Por JULIANA RESENDE, do RollingStone

Caso Bono tivesse assistido ao documentário Terão de Nos Matar Primeiro (2015), sobre como os músicos do Mali, ex-colônia francesa na África, estão sendo banidos do país por fundamentalistas integrantes e simpatizantes do Estado Islâmico, provavelmente não teria ficado tão chocado com a inclusão de um show de rock dentre os alvos de uma série de atentados que o grupo terrorista perpetrou em Paris na última sexta, 13.

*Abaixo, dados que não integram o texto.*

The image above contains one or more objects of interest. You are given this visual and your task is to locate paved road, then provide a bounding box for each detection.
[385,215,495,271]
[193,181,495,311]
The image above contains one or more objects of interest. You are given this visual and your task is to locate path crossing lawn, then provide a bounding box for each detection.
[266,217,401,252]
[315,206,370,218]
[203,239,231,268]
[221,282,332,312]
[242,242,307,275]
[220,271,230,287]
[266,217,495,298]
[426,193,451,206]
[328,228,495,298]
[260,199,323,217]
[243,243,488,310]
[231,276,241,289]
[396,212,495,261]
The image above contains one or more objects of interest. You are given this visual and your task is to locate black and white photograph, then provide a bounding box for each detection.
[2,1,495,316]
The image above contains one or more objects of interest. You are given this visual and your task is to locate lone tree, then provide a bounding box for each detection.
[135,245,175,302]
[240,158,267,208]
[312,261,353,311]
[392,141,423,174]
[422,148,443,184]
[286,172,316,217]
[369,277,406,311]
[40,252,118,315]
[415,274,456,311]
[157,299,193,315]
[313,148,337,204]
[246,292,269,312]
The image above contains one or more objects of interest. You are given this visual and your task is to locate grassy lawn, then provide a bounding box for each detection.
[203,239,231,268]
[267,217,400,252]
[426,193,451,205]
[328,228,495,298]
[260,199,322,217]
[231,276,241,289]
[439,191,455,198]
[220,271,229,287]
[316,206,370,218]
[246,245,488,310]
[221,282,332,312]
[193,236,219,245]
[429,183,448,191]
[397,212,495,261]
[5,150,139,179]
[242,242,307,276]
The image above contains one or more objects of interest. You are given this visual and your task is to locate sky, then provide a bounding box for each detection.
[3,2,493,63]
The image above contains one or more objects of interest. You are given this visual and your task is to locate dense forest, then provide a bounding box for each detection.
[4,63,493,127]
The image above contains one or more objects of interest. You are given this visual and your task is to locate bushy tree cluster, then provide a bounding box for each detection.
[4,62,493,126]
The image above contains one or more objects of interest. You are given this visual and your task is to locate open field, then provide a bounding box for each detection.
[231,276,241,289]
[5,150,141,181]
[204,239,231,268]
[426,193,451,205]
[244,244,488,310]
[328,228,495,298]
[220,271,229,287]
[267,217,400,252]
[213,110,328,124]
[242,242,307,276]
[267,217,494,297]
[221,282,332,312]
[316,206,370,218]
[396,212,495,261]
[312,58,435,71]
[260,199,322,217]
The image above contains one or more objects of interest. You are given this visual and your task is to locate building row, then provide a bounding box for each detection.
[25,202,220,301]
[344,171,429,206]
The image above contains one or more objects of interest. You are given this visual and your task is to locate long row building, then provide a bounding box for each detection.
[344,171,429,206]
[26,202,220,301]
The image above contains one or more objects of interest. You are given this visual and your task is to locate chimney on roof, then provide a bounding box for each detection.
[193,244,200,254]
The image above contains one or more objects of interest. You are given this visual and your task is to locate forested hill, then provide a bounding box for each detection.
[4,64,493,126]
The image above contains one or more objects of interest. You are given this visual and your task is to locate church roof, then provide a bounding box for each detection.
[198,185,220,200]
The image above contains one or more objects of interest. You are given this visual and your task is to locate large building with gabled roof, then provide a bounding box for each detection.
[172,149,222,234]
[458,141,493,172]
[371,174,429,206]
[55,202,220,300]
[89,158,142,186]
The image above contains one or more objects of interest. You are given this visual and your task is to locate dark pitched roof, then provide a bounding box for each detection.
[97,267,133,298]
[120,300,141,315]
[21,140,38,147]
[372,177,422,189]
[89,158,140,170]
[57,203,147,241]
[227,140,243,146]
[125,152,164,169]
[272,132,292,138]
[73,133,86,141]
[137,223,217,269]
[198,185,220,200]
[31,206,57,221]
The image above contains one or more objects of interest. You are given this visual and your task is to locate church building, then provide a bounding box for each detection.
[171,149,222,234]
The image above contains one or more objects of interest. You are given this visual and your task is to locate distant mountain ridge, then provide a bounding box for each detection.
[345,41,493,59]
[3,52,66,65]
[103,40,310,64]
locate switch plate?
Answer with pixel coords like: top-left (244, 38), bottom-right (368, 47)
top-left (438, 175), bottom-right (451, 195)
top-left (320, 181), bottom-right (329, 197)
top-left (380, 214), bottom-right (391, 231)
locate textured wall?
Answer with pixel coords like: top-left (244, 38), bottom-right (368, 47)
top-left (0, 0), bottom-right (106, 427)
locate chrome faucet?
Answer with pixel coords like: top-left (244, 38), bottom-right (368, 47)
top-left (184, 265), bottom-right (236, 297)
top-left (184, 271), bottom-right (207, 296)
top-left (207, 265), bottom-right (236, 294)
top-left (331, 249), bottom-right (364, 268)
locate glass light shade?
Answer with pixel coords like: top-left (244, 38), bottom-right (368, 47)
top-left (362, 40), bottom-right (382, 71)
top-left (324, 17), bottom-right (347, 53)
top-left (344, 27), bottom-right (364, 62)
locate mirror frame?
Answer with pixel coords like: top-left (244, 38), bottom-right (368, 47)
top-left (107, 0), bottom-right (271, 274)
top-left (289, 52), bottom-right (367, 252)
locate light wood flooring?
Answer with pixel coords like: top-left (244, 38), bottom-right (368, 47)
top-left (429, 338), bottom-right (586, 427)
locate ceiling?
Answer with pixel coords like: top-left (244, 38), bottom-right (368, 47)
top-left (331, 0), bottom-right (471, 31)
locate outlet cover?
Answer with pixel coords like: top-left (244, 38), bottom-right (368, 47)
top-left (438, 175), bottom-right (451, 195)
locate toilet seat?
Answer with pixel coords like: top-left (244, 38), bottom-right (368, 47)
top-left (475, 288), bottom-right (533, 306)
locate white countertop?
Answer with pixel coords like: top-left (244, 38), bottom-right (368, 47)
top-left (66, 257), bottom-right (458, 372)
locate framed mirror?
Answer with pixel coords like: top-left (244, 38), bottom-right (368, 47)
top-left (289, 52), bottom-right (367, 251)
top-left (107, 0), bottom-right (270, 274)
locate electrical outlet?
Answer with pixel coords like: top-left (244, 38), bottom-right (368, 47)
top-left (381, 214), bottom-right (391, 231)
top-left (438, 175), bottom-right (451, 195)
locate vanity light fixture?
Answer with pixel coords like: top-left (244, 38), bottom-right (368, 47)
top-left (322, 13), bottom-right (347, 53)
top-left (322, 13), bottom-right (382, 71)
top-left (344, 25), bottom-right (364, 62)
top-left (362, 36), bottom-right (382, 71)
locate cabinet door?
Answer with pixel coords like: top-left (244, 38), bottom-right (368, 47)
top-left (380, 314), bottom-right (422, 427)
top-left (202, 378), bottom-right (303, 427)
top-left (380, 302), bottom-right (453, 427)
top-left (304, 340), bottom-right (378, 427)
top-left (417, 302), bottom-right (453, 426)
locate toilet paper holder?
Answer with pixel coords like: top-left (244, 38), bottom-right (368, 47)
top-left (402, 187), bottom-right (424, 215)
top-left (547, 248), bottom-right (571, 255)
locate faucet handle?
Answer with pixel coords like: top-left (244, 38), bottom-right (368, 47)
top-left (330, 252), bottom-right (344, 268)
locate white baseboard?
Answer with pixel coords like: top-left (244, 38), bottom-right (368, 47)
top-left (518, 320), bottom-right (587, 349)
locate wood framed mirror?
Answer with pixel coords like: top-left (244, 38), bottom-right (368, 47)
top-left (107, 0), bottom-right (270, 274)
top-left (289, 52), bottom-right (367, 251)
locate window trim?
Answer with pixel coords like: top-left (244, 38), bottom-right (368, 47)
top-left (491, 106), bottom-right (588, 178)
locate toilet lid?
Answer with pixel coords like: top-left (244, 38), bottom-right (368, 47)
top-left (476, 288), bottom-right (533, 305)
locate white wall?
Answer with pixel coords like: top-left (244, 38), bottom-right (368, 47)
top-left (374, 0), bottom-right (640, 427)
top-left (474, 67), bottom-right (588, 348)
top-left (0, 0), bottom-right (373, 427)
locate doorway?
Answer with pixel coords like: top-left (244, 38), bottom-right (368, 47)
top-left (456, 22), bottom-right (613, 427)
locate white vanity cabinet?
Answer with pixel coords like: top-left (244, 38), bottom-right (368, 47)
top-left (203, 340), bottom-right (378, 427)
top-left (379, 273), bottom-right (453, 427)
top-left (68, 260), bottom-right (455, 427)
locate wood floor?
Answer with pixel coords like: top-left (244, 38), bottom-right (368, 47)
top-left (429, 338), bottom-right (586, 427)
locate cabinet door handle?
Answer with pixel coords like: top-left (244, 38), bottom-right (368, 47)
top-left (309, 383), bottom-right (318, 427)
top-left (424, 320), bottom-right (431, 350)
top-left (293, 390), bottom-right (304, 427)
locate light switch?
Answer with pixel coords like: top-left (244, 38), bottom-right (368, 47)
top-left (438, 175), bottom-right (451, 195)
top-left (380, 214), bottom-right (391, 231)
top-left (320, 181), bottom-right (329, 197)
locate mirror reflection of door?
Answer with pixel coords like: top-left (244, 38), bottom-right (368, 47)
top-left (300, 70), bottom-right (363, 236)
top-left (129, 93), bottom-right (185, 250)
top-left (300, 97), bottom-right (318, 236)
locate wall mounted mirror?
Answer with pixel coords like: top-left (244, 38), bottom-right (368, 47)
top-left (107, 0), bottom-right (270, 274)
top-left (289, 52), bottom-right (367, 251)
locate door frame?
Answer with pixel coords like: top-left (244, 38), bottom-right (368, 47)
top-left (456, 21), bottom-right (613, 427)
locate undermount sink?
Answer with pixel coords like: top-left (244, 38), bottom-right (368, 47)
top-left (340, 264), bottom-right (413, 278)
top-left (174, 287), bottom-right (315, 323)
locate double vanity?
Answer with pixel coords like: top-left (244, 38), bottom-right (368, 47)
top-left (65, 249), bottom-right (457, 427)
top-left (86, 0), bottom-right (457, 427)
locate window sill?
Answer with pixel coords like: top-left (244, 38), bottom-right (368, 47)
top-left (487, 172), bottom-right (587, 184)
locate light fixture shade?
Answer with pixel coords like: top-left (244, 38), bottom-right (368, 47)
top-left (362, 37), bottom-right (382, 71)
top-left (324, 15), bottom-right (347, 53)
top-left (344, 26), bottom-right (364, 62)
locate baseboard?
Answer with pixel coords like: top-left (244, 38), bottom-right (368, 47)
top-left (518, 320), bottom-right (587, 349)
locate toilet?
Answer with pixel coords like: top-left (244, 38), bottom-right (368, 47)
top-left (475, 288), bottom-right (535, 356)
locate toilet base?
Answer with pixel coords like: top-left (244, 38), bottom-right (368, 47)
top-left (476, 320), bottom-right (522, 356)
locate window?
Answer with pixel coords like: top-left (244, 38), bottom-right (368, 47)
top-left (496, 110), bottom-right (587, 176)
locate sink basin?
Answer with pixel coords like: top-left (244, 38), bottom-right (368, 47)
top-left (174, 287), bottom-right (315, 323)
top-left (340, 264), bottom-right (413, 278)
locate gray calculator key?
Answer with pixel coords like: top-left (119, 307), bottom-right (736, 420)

Bono, no calor do cancelamento dos shows da turnê iNNOCENCE + eXPERIENCE, do U2, na capital francesa (que até agora não foram remarcados), declarou que aquele era “o primeiro ataque direto à música desde que começou essa tal de Guerra ao Terror, ou chame lá como for. É muito perturbador”. Mas a música, assim como outras manifestações artísticas, já vem sendo duramente atingida em países ocupados pelo Estado Islâmico.

No Mali, um dos países de maior tradição musical do mundo, a coisa tomou tamanha proporção que em 2013 a cineasta norte-americana Johanna Schwartz, então grávida de sete meses, resolveu deixar para trás tudo que fazia em Londres, onde mora, pegar uma câmera, algumas roupas e o primeiro voo para Timbuktu. “Foi tudo muito rápido e arriscado. Colocamos toda nossa energia e recursos neste projeto, pois sabíamos da urgência dele. Desde a ocupação do norte do Mali pelos extremistas, em 2012, músicos tiveram de ir para o exílio ou encarar as consequências – ameaças, amputações, torturas e até a morte”, diz Johanna. A diretora tinha só alguns contatos locais – basicamente amigos – e acabou fazendo uma radiografia politicamente densa e musicalmente irresistível sobre a situação no Mali.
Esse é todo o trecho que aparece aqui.